Через некоторое время он обернулся и увидел, что прямо на него устремлен взгляд двух огромных, часто моргающих глаз, светившихся мерцающими кобальтовыми точками. На мгновение их выражение испугало его, а затем он заметил, что гость сам находится в состоянии жалкого страха.
– У тебя губы дрожат, – измученным голосом произнес отец Шварц.
Мальчик прикрыл дрожащий рот рукой.
– У тебя неприятности? – отрывисто спросил отец Шварц. – Убери руку от лица и рассказывай, что случилось.
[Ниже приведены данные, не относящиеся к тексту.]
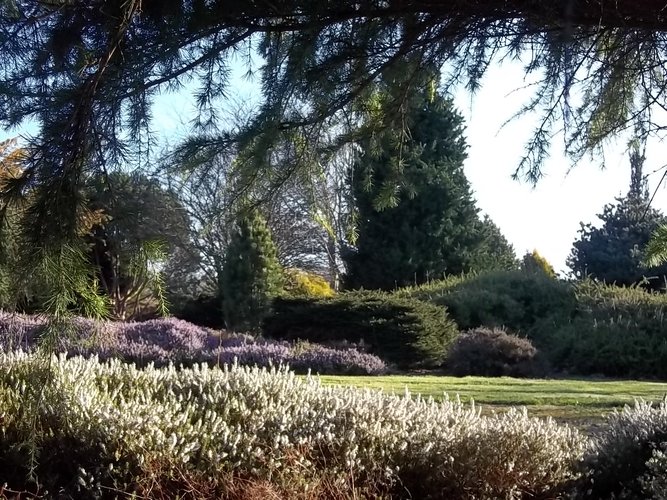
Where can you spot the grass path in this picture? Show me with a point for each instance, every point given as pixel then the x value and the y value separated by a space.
pixel 577 401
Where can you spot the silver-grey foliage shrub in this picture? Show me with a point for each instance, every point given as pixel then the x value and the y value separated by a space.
pixel 263 422
pixel 628 460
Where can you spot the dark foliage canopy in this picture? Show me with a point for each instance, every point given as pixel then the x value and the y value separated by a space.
pixel 86 73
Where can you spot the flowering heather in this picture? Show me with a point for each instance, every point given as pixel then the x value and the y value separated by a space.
pixel 164 341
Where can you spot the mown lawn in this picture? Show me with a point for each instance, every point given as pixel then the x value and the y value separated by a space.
pixel 578 401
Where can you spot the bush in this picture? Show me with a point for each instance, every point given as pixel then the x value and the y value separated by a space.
pixel 204 310
pixel 492 353
pixel 515 300
pixel 402 331
pixel 135 427
pixel 300 283
pixel 616 331
pixel 172 340
pixel 582 328
pixel 628 460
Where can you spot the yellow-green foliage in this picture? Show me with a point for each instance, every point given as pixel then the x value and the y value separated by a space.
pixel 299 283
pixel 533 262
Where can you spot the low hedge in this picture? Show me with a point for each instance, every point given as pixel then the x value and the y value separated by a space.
pixel 403 331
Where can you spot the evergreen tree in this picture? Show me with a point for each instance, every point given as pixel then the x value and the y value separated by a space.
pixel 418 225
pixel 533 262
pixel 251 275
pixel 614 251
pixel 494 251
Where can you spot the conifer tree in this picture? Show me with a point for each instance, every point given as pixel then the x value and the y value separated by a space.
pixel 533 262
pixel 251 274
pixel 418 225
pixel 613 252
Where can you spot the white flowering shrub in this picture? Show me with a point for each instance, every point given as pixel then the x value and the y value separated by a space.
pixel 111 422
pixel 628 458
Мальчик – теперь отец Шварц узнал его: это был сын прихожанина мистера Миллера, начальника багажного бюро на вокзале, – неохотно убрал руку ото рта и подал голос, отчаянно зашептав:
– Отец Шварц, я совершил ужасный грех.
– Грех против заповеди целомудрия?
– Нет, святой отец… Хуже.
Тело отца Шварца резко дернулось.
– Ты кого-нибудь убил?
– Нет… но я боюсь… – Он вдруг громко всхлипнул.
– Ты хочешь исповедаться?
Мальчик испуганно помотал головой. Отец Шварц откашлялся, чтобы голос звучал мягче, и негромко произнес слова утешения. В этот момент он забыл о своем страдании и попытался действовать, как Господь. Он повторил про себя слова молитвы, надеясь, что в ответ Господь укажет ему правильный путь.
– Расскажи мне, что ты совершил, – произнес он уже другим, ласковым голосом.
Мальчик сквозь слезы посмотрел на него, и созданная безумным священником атмосфера духовного обновления его успокоила. Предав себя настолько, насколько было возможно, в руки этого человека, Рудольф Миллер начал рассказывать свою историю:
– В субботу, три дня назад, отец сказал, чтобы я шел к исповеди, потому что я уже месяц не был, а у нас в семье все ходят раз в неделю, а я не ходил. У меня как-то вылетело из головы, я и забыл. Отложил до после ужина, потому что играл с ребятами, а отец спросил, ходил ли я, и я сказал: «Нет», а он схватил меня за шкирку и сказал: «Иди прямо сейчас», я сказал «Ладно» – и пошел в церковь. А он крикнул вслед: «И не возвращайся, пока не сходишь…»
II«В субботу, три дня назад»Унылые складки плюшевого занавеса исповедальни снова замерли, оставив на виду лишь подошвы потрепанных стариковских ботинок. За занавесом бессмертная душа оставалась один на один с Господом и преподобным Адольфусом Шварцем, приходским священником. Послышались звуки: старательный шепот, свистящий и тихий, иногда прерываемый громко вопрошавшим голосом священника.
Рудольф Миллер опустил колени на нижнюю перекладину церковной скамьи у исповедальни и стал ждать, нервничая и прислушиваясь к тому, что говорилось внутри, – стараясь не слышать. Тот факт, что священника было хорошо слышно, встревожил его. Он шел следующим, и трое или четверо, стоявшие за ним, могли бессовестно подслушать его признание о нарушении шестой и девятой заповедей.